In terms of the Parasari principles, the lord of the Dhana bhava i.e. the 2nd house, should occupy either its own house or a kendra to make one wealthy; the lord of the Dhana bhava situated in a triksthana i.e. the 6th, the 8th or the 12th, causes loss of wealth. The lord of the Dhana bhava in its own or exaltation sign and aspected by Jupiter makes one liked by others, famous, wealthy and generous. Jupiter conjoining with Mars in the 2nd house gives much wealth and so do the lords of the 2nd and 11th occupying each other’s house or conjoining in a kendra or a trikona. The lord of the 2nd in a kendra aspected by Jupiter or Venus and the lord of the 11th house also situated in a trikonabhava makes one very rich.

Any association of the lords of the 2nd, the 11th, the 5th, and the 9th bhavas, strong and mutually inclined, indicates gain of wealth. The lords of the Dhanasthana and the Labhasthana conjoining in a kendra and vested with strength confer much wealth which increases manifold by these bhava-lords simultaneously associating with the lords of the two trikonas; the trikona-lords are significators of good-fortune, prosperity and great wealth. The lords of the 2nd and the 11th in favourable association with Jupiter make one very wealthy. The association of the bhava-lord and the bhava-karaka is essential in any yoga-formation for the sake of bringing out the best results signified by that bhava, both should be vested with requisite strength and be unafflicted. Moreover, a strong benefic planet occupying its exaltation sign in any one of the afore-stated bhavas makes one rich and prosperous. Ramanuja in his Bhavartha Ratnakara affirms that an exalted planet situated in the 5th or in the 9th house makes one exceptionally fortunate and famous; exalted planets promote the significances of the bhava they happen to occupy.

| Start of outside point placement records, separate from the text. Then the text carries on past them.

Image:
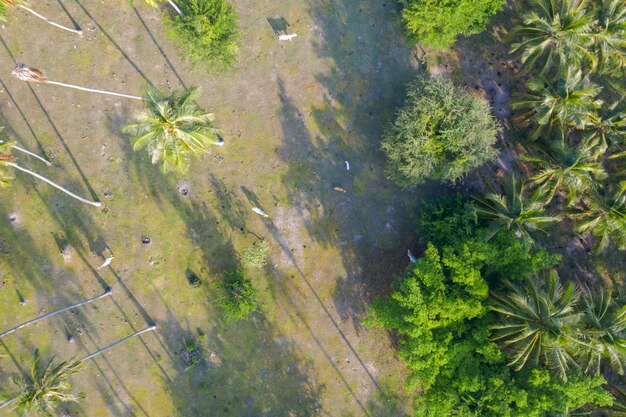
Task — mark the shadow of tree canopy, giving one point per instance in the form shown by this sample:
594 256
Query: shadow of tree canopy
358 211
247 368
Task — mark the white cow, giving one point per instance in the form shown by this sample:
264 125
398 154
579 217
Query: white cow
286 37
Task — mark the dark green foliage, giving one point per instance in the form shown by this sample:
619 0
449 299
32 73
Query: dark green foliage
439 310
441 133
438 22
238 299
206 32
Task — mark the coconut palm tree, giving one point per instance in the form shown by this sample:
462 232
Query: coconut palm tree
574 169
106 293
24 5
610 37
45 387
554 34
173 128
604 332
48 386
608 128
7 160
32 75
571 100
513 210
539 322
604 216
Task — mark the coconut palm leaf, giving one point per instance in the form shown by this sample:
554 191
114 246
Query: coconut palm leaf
608 128
573 169
610 39
46 386
538 322
556 33
513 210
604 332
604 217
569 101
172 129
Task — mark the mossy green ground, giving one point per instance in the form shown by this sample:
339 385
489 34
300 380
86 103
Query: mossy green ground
291 114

Jataka Tattva states that first find out in which drekkena the lords of the 2nd and the 11th are placed, then find out the lords of the navamsas that are occupied by the lords of those drekkenas, if the lords of these navamsas attain Vaisheshikamsa and occupy the kendras or the trikonas then the person will be blessed with a very sound financial status, be wealthy and helpful to others.

If the lagna-lord and the lord of the 2nd house combine with a benefic planet and their dispositor strong and unafflicted occupies the lagna one becomes wealthy late in life. If the lords of the lagna and the 2nd house are involved in mutual exchange of signs one acquires wealth effortlessly. If more than one planet tenants the 2nd house from the lagna (or the Moon) and the lords of the 2nd and the 11th bhavas are strong and occupy their exaltation signs one earns/acquires immense wealth and leads a rich easy comfortable life throughout. But, the lord of the 11th house from the lagna relegated to a trika bhava or either the lord of the 11th or the lord of the 12th situated in the 8th house devoid of benefic influences indicates bankruptcy.

Mansagari tells us that either the lord of the lagna situated in the lagna or the Moon conjoining with Mars gives steady wealth and keep one always above want but papagrahas in the 2nd house or cruel planets in the 2nd and also in the kendras give poverty, whereas auspicious planets in the 2nd house confer financial prosperity. Janardan Harji further states that Mars situated in the 8th and /or the Sun in Libra in a trikona certainly make one a pauper and even beg for alms.